What Are Carcinogens and Toxins?

A carcinogen is an agent that is responsible for causing cancer. Most people, unless directly exposed to a large amount of carcinogens on a daily basis, do not show symptoms of exposure for a very long time. Those who do, often have mild signs such a runny nose, itchy eyes, a scratchy throat, headaches, fatigue, dizziness, skin rash, and respiratory infections — all which are common reactions to indoor air pollution, according to www.preventcancer.com.

Extreme exposure to indoor pollution can result in lung cancer, or damage to the liver, kidneys, and central nervous system. “Young children are especially vulnerable to impaired lung function and respiratory infection.” So what products should you look out for and ensure they are used and stored properly?

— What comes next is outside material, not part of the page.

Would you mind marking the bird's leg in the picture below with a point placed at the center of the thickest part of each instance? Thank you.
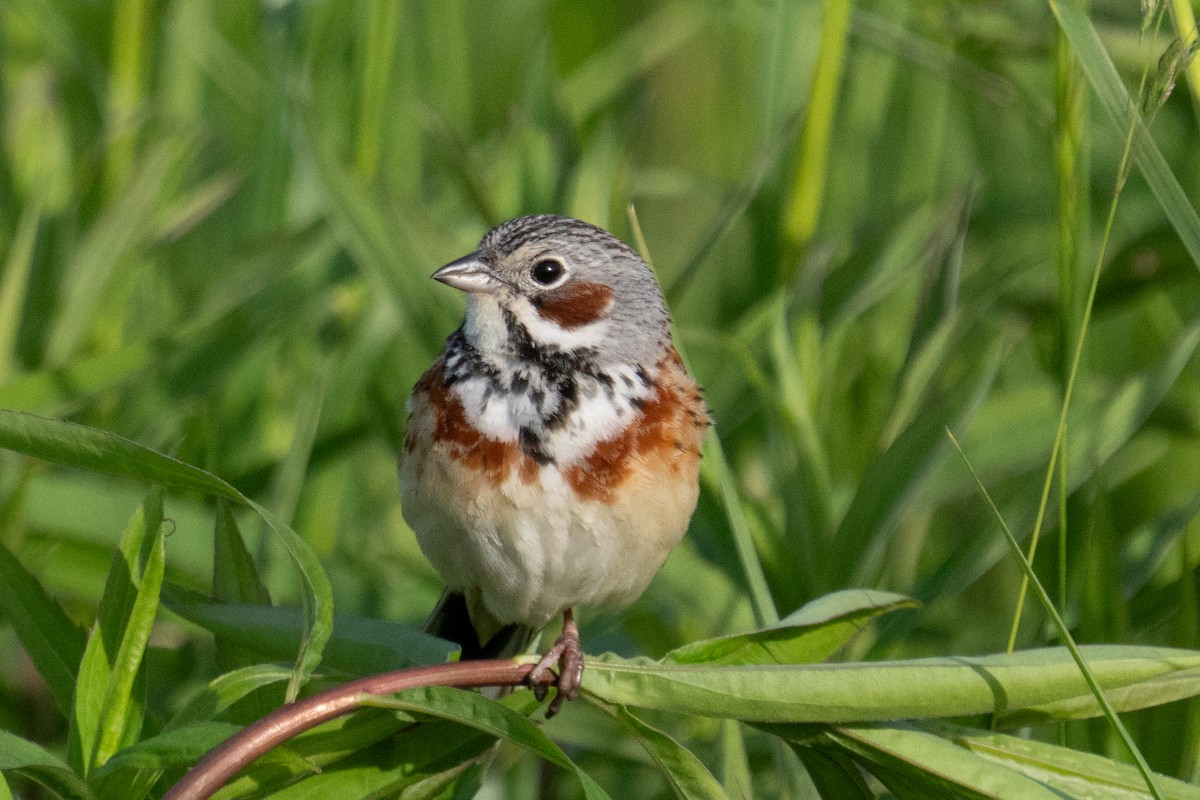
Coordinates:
(569, 656)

According to experts, these products can contain variable amounts of carcinogens and toxins:

• Candles
• Shampoos
• Paints/Solvents
• Household cleaners

Scientific Terms to Look for on Labels

The scientific terms for ingredients that contain toxins and/or carcinogens can include the following which you can find on the labels on the back of your products:

• Ethoxylated nonyl phenols (NPEs) -This is a group of endocrine-disrupting chemicals still used in cleaning products.
• Methylene chloride – For years, people have been using methylene chloride, or products containing methylene chloride, as a paint stripper.
• Toluene – a potent reproductive toxin, which is used as a solvent in numerous products, including paints.
• Trisodium nitrilotriacetate (NTA) — Used as a builder in laundry detergents, NTA is listed as a possible human carcinogen (IARC 2B) by the International Agency for Research on Cancer.
• Xylene – Another extremely toxic ingredient that is often found in graffiti and scuff removers, spray paints and some adhesives.